Un « vert » plus nuancé s'impose
La science de l'environnement restera probablement une matière importante dans les programmes scolaires des années à venir, mais cela ne veut pas dire pour autant que les petits Américains sont condamnés aux demi-vérités et aux plaidoyers politiques. Ils peuvent, et ils doivent, apprendre des faits, et non pas des conjectures, et il faut leur présenter tout le tableau, y compris la façon dont les craintes pour l'environnement s'insèrent dans un contexte écologique et économique plus large. Au lieu de les inciter à faire pression sur les dirigeants politiques, il faut les encourager à trouver des solutions par eux-mêmes une fois que tous les faits leur ont été présentés. Si la consommation d'eau pose problème, il faut enseigner le cycle hydrologique à l'enfant ; si ce sont les déchets solides qui sont préoccupants, il faut lui apprendre d'où vient le papier et ce qui lui arrive quand on en n'a plus besoin. À ce moment-là, il serait peut-être utile que les écoliers émettent des hypothèses quant aux mesures susceptibles d'être prises par des organismes publics ou des groupes privés face à tel ou tel problème. Mais les enseignants n'ont pas à demander à leurs élèves de signer des pétitions, de souscrire à des programmes politiques ou d'écrire au président.

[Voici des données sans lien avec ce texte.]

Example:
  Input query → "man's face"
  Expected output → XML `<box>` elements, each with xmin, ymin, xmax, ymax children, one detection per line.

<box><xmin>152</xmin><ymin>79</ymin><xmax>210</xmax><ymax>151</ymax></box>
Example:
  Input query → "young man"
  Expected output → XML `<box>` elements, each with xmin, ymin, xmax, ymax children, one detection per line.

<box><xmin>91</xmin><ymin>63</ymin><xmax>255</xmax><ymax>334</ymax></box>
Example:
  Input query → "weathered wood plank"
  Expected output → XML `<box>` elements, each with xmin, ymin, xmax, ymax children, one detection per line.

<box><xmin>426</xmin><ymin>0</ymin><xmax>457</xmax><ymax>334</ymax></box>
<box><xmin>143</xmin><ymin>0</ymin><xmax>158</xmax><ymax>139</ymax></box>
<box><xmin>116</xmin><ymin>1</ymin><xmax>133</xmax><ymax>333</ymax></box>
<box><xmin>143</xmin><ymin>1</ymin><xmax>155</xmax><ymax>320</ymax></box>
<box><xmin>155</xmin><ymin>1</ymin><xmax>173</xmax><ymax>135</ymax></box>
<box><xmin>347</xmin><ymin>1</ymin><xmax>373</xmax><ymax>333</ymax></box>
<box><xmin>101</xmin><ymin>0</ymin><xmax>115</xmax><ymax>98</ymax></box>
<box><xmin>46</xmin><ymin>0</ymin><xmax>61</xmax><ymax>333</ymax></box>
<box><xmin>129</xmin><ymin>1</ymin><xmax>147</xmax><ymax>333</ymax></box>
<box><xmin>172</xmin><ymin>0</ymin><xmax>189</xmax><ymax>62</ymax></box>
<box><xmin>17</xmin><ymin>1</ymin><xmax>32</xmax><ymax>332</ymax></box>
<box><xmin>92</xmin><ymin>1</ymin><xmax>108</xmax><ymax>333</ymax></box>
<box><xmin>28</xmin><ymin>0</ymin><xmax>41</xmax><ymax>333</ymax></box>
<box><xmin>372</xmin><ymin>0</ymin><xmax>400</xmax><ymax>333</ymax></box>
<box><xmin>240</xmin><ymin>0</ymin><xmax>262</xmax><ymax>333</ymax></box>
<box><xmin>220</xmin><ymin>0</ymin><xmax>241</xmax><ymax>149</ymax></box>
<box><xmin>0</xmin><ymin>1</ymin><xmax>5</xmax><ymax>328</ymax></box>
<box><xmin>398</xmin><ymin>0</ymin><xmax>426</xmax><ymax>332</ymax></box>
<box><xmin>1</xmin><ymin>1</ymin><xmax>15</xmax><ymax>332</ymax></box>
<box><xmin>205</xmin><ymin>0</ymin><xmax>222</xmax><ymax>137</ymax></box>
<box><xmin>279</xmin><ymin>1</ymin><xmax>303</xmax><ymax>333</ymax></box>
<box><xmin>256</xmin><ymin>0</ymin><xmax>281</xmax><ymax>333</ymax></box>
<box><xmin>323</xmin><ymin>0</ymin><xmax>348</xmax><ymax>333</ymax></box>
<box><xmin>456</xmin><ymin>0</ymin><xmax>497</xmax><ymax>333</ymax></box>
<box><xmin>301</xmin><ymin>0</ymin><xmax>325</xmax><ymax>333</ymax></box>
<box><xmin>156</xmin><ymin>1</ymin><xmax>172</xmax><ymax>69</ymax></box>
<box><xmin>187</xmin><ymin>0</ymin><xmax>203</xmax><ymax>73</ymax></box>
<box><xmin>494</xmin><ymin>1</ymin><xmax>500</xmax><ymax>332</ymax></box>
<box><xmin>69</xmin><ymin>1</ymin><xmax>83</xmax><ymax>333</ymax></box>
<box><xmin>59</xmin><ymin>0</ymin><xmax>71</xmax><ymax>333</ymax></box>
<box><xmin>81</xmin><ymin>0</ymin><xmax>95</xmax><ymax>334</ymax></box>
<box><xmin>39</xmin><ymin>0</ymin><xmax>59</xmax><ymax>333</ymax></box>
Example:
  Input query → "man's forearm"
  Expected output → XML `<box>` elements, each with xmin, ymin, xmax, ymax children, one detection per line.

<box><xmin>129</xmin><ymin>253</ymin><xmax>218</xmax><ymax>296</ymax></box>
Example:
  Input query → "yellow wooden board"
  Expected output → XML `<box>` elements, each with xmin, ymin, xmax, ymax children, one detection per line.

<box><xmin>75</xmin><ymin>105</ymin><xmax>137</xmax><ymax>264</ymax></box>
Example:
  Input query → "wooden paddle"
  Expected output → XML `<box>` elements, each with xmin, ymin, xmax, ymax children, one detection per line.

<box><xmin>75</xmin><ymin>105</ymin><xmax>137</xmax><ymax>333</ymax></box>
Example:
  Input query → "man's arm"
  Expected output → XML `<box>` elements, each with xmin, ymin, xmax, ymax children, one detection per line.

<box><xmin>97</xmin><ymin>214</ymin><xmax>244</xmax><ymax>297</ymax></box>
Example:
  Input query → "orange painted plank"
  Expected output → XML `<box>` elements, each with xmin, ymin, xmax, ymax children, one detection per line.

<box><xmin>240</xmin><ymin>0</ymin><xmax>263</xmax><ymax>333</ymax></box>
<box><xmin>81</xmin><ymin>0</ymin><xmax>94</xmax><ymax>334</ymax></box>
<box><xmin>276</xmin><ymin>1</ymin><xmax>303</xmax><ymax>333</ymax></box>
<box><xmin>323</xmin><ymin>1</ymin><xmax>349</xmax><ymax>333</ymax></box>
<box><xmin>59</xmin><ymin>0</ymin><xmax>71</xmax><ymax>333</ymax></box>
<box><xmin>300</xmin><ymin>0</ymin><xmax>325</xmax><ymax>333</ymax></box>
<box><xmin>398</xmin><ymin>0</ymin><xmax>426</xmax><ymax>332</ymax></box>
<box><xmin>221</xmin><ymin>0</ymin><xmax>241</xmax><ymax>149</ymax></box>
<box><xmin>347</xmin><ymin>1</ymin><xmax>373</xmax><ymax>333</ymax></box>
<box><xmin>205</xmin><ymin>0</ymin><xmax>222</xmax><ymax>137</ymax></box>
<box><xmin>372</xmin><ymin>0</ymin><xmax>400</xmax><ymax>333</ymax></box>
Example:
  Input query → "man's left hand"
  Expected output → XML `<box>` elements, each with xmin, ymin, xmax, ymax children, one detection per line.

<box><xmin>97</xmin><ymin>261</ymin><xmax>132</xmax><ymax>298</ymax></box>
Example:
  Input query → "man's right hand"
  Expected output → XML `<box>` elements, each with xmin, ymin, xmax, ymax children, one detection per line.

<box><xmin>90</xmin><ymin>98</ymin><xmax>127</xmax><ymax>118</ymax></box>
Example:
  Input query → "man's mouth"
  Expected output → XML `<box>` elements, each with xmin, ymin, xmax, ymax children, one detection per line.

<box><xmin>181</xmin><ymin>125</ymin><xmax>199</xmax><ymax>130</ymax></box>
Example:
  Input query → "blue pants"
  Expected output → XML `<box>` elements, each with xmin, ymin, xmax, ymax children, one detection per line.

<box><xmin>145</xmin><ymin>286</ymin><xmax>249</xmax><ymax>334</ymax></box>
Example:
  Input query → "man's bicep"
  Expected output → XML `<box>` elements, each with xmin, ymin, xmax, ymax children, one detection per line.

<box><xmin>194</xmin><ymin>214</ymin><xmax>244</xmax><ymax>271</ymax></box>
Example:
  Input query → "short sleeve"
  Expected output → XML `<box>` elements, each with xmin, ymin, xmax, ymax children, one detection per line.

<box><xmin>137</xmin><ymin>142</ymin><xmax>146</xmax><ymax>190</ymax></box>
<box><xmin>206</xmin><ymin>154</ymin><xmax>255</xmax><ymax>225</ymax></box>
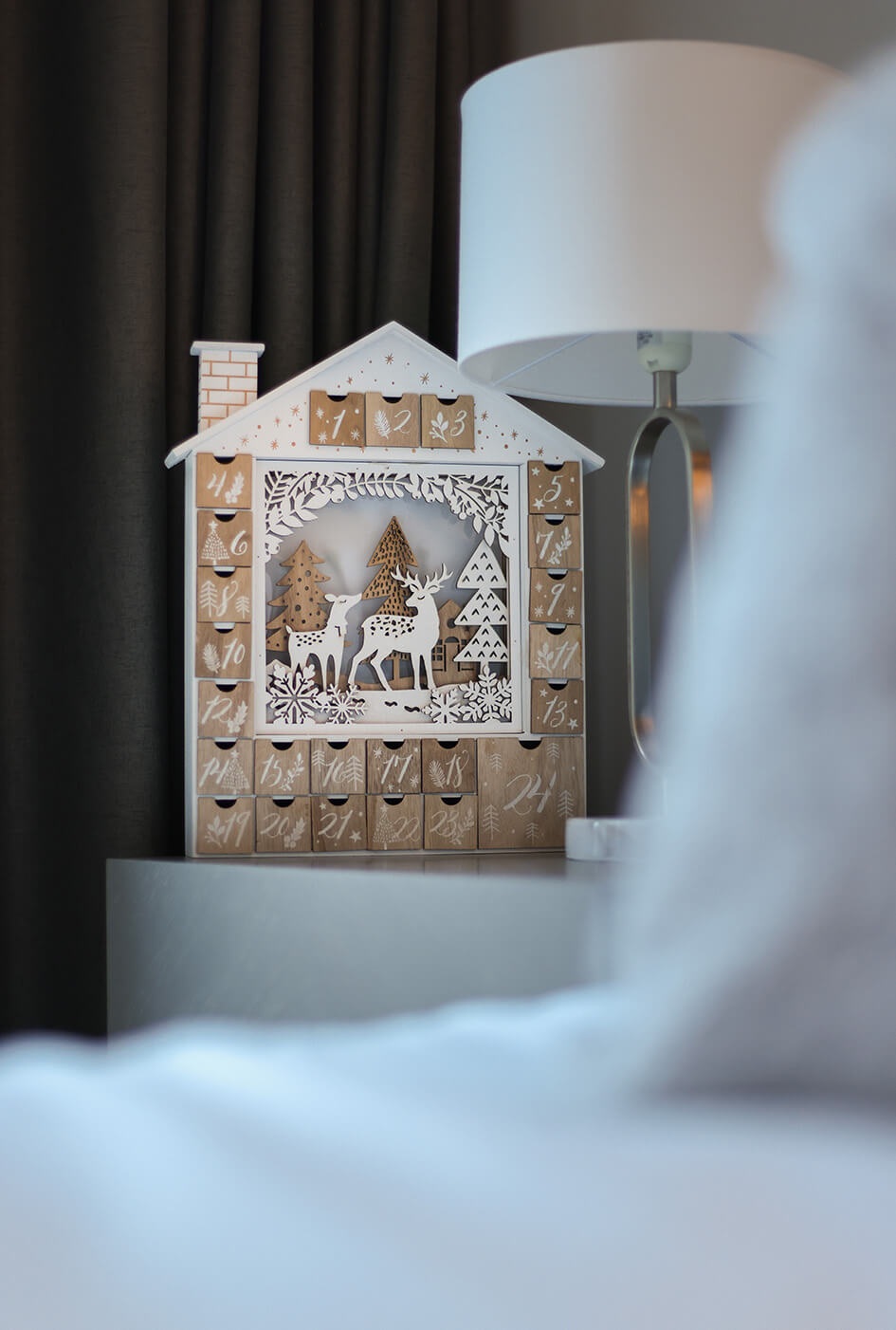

Les enfants doivent comprendre que les activités modernes n'ont pas que des côtés « négatifs » et que les tentatives visant à atténuer les répercussions sur l'environnement ne sont pas toutes exclusivement « positives ». Il faut leur dire que des compromis sont toujours implicites. Le recyclage du papier peut freiner l'abattage des arbres (il ne faut quand même pas oublier que ce sont des ressources renouvelables), mais il risque d'entraîner une consommation accrue d'eau et d'énergie. L'interdiction des CFC pourrait théoriquement affecter la quantité de l'ozone dans la stratosphère, mais elle réduirait les possibilités de réfrigération des produits alimentaires et pharmaceutiques, dont le tiers monde, par exemple, a grandement besoin.
En outre, les enfants doivent apprendre à aborder les questions liées à l'environnement avec pondération. Si la probabilité d'un bouleversement climatique planétaire, avec son cortège de conséquences, suscite quelque incertitude parmi les scientifiques, il est inacceptable de dire aux enfants que leurs parents sont en train de détruire la planète. La réglementation inspirée par le souci de l'environnement est souvent lourde de conséquences pour les économies régionales et nationales, et pourtant les sociétés les plus riches sont non seulement les plus saines pour la santé, mais aussi les plus susceptibles de se préoccuper du milieu. Voilà une autre considération importante qui mérite d'être notée.
La science de l'environnement est une discipline dont l'intégration aux programmes scolaires peut se révéler utile, mais uniquement si elle est enseignée consciencieusement, sérieusement et à l'abri de toute idéologie. Après tout, la mission de l'école est d'enseigner, et non pas de se livrer à l'endoctrinement politique. Si les éducateurs abordent ces questions avec pondération, nos enfants ne seront peut-être pas « politiquement corrects », mais ils seront au moins des « écolos-fûtés ».
Analyste spécialisé en écologie au Competitive Enterprise Institute de Washington, M. Jonathan Adler a apporté son concours à la rédaction de l'ouvrage publié par Praeger sous le titre « Environmental Politics: Public Costs, Private Rewards » (La politique de l'environnement : coûts publics, récompenses privées).